Get parameters \(\theta\) and \(\theta_0\) for each algorithm and plot the corresponding decesion boundary.

#collapse
ap_theta, ap_theta_0 = average_perceptron(X, y, 10)
p_theta, p_theta_0 = perceptron(X, y, 10)
peg_theta, peg_theta_0 = pegasos(X, y, 10, 0.01)
plt.scatter(X[:, 0], X[:, 1], s=10, c=colors)
xmin, xmax = plt.axis()[:2]

# plot the decision boundary
xs = np.linspace(xmin, xmax)
ap_ys = -(ap_theta[0]*xs + ap_theta_0) / (ap_theta[1] + 1e-16)
p_ys = -(p_theta[0]*xs + p_theta_0) / (p_theta[1] + 1e-16)
peg_ys = -(peg_theta[0]*xs + peg_theta_0) / (peg_theta[1] + 1e-16)

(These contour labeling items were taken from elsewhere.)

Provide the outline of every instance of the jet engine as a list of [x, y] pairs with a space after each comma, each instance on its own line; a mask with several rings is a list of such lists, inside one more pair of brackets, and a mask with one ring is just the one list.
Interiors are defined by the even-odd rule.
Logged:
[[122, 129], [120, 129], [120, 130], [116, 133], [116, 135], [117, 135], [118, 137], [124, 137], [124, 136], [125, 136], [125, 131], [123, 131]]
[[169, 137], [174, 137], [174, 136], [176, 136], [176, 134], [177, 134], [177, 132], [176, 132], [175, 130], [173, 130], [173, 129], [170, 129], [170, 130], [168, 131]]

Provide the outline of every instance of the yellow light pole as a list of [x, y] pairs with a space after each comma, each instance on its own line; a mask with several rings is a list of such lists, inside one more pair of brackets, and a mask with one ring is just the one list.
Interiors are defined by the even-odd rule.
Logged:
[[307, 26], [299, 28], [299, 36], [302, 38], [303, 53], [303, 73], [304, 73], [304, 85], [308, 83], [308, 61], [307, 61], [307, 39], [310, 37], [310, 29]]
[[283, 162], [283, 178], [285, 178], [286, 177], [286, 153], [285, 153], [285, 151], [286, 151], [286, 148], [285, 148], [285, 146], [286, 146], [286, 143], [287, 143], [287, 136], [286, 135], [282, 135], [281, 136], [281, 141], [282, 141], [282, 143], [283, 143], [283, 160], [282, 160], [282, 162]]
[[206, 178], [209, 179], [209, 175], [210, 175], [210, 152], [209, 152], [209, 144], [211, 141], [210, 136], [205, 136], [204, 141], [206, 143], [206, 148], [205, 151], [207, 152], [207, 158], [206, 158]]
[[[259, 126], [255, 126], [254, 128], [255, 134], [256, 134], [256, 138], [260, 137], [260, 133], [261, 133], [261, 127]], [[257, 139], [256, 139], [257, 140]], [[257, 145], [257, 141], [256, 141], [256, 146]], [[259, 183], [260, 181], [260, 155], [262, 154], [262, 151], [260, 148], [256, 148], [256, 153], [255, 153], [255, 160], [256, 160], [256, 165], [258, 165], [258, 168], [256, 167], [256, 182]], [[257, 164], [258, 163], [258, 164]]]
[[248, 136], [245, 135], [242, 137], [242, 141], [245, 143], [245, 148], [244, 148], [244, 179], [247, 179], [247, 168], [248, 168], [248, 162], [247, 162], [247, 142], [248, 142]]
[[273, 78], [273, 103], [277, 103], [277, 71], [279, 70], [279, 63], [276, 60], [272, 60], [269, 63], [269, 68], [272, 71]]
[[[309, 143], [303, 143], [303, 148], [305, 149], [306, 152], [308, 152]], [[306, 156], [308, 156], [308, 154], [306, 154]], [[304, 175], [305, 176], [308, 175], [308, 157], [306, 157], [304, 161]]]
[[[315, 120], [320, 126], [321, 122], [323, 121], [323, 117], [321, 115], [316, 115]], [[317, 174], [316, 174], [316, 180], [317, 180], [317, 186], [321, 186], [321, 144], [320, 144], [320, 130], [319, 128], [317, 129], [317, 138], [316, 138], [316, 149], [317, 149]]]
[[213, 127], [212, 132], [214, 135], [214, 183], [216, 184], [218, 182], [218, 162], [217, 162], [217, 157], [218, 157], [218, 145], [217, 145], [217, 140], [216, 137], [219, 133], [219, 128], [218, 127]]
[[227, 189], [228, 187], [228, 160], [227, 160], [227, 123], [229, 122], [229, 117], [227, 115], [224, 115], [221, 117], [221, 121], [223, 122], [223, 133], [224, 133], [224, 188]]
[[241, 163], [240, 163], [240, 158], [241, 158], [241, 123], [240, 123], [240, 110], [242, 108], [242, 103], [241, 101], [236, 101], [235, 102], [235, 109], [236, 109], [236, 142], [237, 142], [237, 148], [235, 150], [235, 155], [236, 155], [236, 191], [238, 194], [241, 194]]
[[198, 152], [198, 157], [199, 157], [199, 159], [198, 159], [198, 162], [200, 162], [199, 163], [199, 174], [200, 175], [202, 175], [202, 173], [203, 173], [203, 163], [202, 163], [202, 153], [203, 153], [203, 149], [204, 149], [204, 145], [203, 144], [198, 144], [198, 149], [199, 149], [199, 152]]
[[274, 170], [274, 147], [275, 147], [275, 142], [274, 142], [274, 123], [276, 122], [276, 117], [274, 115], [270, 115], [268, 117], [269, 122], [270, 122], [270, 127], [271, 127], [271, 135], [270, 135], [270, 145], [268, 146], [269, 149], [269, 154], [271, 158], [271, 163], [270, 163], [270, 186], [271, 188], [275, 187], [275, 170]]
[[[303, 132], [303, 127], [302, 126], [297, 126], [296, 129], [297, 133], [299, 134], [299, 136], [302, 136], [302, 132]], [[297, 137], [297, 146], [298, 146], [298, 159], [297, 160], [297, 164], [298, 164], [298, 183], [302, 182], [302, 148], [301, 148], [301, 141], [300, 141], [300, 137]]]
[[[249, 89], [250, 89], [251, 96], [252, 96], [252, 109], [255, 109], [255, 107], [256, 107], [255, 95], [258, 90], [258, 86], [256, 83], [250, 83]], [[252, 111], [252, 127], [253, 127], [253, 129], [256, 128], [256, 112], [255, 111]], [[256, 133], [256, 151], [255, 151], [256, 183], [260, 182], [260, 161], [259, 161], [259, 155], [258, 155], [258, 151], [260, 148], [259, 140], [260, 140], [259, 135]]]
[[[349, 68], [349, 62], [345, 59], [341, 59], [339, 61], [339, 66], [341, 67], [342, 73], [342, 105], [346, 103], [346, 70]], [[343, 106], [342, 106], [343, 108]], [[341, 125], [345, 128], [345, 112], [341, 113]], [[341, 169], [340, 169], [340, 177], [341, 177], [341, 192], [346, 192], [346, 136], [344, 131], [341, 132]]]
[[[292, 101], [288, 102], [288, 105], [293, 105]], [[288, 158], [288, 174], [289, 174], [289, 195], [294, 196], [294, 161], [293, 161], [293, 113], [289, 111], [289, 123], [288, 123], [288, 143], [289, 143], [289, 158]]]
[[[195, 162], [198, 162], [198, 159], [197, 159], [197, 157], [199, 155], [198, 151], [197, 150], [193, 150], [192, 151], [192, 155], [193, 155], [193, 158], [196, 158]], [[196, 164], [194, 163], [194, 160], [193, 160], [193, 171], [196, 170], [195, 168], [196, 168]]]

plt.plot(xs, ap_ys, '--', label="Avg Perceptron")
plt.plot(xs, p_ys, '--', label="Perceptron")
plt.plot(xs, peg_ys, '-', label="Pegasos")
plt.legend(loc="upper left")
plt.xlabel("$X_1$")
plt.ylabel("$X_2$")
plt.title("Decesion Boundary Comparison")
plt.show()

Because the Pegasus Algorithm is a Linear Support Vector Machine Algorithm, so let’s plot its Decision and Margin Boundaries.

%matplotlib notebook
import matplotlib as mpl
mpl.style.use("ggplot")
colors = ['darkcyan' if label == 1 else 'salmon' for label in y]
plt.scatter(X[:, 0], X[:, 1], s=30, c=colors)
xmin, xmax = plt.axis()[:2]



# plot the decision boundary
xs = np.linspace(xmin, xmax)
ys = -(peg_theta[0]*xs + peg_theta_0) / (peg_theta[1] + 1e-16)
upper_margin = -(peg_theta[0]*xs + peg_theta_0 + np.linalg.norm(peg_theta)) / (peg_theta[1] + 1e-16)
lower_margin = -(peg_theta[0]*xs + peg_theta_0 - np.linalg.norm(peg_theta)) / (peg_theta[1] + 1e-16)
plt.plot(xs, ys, '-', label="Decision Boundary")
plt.plot(xs, upper_margin,'--', color = "grey", label="Margin Boundary")
plt.plot(xs, lower_margin, '--', color = "grey")
plt.legend(loc="upper left")
plt.xlabel("$X_1$")
plt.ylabel("$X_2$")
plt.title("Pegasos Decesion and Margin Boundaries")
plt.show()